Release promoter-based systematically designed nanocomposite(s): a novel approach for site-specific delivery of tumor-associated antigen(s) (TAAs).

The aim of present approach was to design and develop mannose functionalized reverse polymeric nanocomposite(s) system based on release promoter (MRPRPNs). Thus, the composition of the present formulation was optimized by employing the systematic design of experiments (DoE) for screening and optimization using L8-Array Taguchi and 3-level-3-factor Box-Behnken Design (BBD). Further, the developed formulation was observed for its preferential internalization by professional antigen presenting cells (macrophages/dendritic cells) and prompt release of loaded antigen in a pH-dependent manner. The optimized formulation was also extensively characterized for average hydrodynamic diameter, surface potential, poly dispersity index of reverse polymeric nanocomposite(s) which were recoded to be 189.4 ± 8.52 nm, 0.111 ± 0.024, -23.4 ± 2.0 mV, respectively; while percentage entrapment efficiency of OVA in MRPRPNs to be 60.17 ± 2.41%. The release pattern of OVA from MRPRPNs was consistent at pH 7.4. However, at acidic pH (≈5.5) where in protons (H+ ) are in-filtered into the core of MRPRPNs thereby generating the pressure, resultantly causing and creating the pores or disruption of the system thus allowed a prompt release (≈60-70%) of encapsulated OVA from interior to outer milieu within 1 h.
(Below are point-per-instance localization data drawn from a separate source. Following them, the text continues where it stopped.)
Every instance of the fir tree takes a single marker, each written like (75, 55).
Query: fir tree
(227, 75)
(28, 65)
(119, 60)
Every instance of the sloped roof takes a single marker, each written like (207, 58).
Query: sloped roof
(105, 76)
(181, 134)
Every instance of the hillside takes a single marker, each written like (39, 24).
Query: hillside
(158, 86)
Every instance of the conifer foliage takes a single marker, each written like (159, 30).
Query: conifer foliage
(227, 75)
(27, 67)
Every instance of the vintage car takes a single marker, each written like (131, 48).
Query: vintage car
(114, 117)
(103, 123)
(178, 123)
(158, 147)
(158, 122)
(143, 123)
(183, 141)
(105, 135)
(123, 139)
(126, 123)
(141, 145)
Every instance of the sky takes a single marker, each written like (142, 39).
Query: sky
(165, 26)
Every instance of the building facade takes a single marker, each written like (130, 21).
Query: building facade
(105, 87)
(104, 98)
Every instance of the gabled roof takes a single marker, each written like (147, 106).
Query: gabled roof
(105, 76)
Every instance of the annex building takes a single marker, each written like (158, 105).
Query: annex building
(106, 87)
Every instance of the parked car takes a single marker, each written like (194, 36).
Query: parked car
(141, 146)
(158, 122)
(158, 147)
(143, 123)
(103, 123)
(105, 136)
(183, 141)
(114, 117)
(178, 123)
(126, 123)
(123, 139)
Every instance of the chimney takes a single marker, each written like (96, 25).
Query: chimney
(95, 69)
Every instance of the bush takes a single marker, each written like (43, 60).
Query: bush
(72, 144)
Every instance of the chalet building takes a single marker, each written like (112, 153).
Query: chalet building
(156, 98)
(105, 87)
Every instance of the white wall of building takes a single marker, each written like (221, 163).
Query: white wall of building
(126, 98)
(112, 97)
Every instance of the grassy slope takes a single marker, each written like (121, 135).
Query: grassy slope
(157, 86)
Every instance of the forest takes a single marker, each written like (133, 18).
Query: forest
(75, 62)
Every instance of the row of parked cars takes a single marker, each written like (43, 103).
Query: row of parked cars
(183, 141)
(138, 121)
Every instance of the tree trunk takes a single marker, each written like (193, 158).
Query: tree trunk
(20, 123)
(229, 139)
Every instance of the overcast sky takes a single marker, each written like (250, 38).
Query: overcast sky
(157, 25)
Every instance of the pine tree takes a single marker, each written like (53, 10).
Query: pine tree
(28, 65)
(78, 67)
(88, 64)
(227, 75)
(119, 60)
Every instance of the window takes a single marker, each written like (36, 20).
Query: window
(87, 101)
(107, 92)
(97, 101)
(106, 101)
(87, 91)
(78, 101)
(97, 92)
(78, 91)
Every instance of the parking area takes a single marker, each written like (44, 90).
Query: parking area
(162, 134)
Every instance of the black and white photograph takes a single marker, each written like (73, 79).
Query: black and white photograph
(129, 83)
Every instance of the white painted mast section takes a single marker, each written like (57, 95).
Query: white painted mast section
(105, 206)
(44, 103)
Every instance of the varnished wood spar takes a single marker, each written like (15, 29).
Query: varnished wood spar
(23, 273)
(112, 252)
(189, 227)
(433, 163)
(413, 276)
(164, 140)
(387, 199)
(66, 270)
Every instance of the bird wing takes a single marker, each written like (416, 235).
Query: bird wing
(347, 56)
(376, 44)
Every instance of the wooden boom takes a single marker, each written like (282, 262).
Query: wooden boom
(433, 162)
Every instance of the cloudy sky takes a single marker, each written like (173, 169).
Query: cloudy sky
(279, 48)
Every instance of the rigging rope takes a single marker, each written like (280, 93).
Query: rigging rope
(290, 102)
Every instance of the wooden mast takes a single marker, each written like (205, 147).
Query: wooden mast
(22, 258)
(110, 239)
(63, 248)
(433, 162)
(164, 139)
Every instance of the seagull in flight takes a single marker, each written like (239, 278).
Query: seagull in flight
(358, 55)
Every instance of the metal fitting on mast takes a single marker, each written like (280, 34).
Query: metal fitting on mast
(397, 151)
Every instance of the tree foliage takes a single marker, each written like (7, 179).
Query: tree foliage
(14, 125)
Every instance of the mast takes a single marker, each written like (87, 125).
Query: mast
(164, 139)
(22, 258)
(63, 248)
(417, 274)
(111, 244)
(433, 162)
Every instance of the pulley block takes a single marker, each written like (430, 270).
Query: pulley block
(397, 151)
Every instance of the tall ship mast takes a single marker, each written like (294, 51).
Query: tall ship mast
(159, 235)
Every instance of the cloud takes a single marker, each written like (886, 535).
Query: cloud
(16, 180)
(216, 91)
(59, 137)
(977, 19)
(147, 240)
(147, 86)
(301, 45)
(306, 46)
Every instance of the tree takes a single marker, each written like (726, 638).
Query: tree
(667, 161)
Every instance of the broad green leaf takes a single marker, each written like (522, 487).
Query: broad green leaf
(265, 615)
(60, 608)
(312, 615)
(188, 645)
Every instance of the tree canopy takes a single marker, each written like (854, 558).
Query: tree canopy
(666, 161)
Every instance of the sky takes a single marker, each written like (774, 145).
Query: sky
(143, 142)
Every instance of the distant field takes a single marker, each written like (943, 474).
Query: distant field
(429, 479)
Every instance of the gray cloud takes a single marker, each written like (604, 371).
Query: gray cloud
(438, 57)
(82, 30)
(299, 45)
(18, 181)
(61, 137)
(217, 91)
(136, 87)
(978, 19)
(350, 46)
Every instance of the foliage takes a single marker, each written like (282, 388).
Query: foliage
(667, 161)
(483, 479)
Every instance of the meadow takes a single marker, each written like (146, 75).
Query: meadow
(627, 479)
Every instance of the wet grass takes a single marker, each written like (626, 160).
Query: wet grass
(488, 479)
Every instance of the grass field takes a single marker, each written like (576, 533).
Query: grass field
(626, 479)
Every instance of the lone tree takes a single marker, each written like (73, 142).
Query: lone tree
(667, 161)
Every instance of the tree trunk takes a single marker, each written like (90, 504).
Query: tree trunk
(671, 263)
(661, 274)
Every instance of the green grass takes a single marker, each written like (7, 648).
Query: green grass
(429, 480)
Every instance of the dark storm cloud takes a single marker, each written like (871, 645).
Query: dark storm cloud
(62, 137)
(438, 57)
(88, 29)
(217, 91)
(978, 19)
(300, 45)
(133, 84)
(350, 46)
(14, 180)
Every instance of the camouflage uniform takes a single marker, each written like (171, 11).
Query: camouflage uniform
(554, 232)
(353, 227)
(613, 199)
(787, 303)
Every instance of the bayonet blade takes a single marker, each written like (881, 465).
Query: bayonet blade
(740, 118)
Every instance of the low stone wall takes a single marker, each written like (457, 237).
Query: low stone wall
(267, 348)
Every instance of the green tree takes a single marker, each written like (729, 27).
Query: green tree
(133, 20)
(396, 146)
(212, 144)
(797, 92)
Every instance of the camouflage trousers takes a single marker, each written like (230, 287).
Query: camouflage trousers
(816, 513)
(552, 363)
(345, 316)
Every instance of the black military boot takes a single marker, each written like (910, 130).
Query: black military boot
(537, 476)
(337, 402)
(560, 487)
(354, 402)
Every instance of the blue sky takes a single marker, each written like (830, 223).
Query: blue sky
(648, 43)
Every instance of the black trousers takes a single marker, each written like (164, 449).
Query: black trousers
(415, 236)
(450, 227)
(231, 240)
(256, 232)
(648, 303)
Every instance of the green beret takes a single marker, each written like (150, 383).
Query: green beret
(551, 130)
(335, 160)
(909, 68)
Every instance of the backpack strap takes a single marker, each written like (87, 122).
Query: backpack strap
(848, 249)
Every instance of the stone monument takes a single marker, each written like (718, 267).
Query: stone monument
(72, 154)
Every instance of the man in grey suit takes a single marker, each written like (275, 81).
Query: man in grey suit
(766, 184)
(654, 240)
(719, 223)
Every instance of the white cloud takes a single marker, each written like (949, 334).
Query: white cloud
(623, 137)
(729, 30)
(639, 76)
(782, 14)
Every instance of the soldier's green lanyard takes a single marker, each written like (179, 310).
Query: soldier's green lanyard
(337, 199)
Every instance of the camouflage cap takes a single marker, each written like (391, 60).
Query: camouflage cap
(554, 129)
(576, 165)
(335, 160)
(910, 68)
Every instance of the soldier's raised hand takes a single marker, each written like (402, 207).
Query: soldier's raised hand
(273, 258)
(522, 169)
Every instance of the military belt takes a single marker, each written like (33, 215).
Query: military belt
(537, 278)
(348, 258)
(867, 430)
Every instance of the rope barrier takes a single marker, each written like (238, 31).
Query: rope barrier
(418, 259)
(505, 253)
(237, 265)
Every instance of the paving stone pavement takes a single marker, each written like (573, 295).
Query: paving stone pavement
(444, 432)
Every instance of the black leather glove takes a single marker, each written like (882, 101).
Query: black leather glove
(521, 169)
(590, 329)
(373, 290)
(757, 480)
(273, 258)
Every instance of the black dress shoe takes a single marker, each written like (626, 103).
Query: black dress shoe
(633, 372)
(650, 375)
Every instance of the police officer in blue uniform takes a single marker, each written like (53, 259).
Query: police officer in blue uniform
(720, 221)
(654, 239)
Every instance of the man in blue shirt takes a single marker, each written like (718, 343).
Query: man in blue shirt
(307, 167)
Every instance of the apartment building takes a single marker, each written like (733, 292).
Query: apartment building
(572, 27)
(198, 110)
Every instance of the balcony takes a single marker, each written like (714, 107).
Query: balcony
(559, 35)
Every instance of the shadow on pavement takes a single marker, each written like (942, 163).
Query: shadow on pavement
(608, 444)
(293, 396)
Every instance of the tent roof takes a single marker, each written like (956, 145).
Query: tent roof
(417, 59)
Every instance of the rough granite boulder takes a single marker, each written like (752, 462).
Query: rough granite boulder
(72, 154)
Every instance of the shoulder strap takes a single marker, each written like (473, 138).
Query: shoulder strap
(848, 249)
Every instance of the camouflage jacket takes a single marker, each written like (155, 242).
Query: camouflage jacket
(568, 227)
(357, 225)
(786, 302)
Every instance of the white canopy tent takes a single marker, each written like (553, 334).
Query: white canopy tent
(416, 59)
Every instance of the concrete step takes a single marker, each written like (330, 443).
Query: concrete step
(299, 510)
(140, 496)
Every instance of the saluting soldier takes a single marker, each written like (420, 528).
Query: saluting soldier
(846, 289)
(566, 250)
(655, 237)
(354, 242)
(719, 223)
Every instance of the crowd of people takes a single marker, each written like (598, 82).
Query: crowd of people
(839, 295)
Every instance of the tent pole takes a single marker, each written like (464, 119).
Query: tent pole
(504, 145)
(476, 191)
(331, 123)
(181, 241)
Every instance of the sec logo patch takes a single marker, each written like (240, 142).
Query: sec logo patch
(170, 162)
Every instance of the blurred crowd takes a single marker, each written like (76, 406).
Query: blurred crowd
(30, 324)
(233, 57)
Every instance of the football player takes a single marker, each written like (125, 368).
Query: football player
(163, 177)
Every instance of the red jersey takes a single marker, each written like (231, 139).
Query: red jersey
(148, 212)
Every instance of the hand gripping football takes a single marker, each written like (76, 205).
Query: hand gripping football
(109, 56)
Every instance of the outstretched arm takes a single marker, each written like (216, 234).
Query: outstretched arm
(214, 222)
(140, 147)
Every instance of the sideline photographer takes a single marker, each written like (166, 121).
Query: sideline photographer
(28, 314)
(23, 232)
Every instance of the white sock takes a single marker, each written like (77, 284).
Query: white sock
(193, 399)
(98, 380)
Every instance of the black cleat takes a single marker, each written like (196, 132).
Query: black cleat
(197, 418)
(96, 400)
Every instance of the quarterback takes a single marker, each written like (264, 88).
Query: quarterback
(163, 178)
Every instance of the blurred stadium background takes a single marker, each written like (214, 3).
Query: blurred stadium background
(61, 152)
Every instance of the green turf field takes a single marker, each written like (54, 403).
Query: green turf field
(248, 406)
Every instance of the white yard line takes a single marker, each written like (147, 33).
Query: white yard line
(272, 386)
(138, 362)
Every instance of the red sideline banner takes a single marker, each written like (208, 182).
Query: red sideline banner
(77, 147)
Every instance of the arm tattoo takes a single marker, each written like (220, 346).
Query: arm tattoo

MRPRPNs were preferentially internalized through receptor-mediated endocytosis and released the loaded OVA into the cytosol of RAW 264.7 cells. From the above findings, it can be concluded that reverse polymeric system could significantly be loaded with immunobioactive(s) and could potentially deliver the contents at the specific site for the better therapeutic outcome.